I don't know about you, Sing For Joy listeners, but I do not enjoy waiting. I am truly a child of the digital age, conditioned to expect instantaneous results and quick fixes. I grow impatient when my laptop is undergoing an update (as if those emails are truly urgent), or when the clothes dryer fails to do its work by the time the buzzer goes off (as if I haven't overloaded it with sopping-wet towels to begin with). One of the few exceptions to this impatience comes around this time every year: the prolonged and intentional waiting of Advent. This season of the Church year, which begins this year on December 3, invites us to slow down and prepare for the birth of the long-awaited Christ at Christmas.
There is spiritual value in this waiting; it is not simply a Churchwide conspiracy to stop us from singing Christmas carols before Christmas! When we move slowly and deliberately through a season of preparation, the joy that waits on the other side is all the more meaningful. A similar thing happens during the season of Lent, when we await the bright joy of Easter morning; in fact, early observations of Advent were patterned on the Church's experience of Lent. During this season, we hear from the witness of the biblical prophets, whose messages of hope and expectation continue to sustain us these many generations later. We hear the message and story of John the Baptizer, whose urgent invitation to prepare a way for the Lord continues to spur us on. In this season of waiting and watching, we dwell in the darkness of shadows, trusting that the Spirit is present there and that the light of Christ is on the way.

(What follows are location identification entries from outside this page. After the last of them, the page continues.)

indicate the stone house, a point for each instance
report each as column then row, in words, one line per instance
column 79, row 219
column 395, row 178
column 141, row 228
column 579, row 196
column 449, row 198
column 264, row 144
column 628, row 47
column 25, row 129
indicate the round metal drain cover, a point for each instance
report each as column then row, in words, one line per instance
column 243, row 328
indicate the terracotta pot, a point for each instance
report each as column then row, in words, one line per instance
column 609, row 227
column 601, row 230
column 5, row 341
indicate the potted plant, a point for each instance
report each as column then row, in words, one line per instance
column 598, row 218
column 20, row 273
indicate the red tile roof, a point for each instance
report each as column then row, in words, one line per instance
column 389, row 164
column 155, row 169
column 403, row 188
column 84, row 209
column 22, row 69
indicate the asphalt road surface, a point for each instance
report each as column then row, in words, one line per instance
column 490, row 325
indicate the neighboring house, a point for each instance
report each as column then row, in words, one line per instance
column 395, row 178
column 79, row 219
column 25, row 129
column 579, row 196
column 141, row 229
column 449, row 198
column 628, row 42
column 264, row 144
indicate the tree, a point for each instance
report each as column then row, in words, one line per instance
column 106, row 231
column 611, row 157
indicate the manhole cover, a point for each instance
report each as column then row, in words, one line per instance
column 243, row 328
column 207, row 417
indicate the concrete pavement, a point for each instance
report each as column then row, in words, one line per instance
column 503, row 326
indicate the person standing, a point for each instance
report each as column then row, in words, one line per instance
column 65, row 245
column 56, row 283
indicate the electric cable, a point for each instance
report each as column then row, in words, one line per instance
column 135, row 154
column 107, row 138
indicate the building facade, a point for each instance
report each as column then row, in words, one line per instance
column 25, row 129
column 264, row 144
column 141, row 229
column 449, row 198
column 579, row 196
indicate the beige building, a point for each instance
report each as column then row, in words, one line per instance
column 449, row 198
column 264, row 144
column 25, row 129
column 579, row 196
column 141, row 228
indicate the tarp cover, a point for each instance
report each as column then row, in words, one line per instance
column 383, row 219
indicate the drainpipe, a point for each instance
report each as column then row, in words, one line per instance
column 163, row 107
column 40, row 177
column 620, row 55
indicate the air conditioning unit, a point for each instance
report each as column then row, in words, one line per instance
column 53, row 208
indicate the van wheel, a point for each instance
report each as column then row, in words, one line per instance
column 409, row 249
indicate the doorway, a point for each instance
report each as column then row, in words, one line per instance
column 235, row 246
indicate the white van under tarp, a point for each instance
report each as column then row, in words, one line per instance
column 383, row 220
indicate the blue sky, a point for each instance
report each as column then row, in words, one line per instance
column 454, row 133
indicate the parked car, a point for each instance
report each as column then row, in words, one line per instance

This Advent on Sing For Joy, you will hear many Advent "favorites," kicking off the season with the 9th century chant, "O Come, O Come, Emmanuel." We will watch and wait with the prophets in two movements from Handel's Messiah, and with all heaven and earth with the Spanish hymn, "Toda la Tierra." On December 24 — both the fourth Sunday in Advent and Christmas Eve — we will arrive at the manger in Bethlehem, giving thanks for the newborn Christchild with F Melius Christiansen's haunting "Lullaby for Christmas Eve." I hope you will join us in this season of waiting on Sing For Joy, as we hear these and many other selections for the season.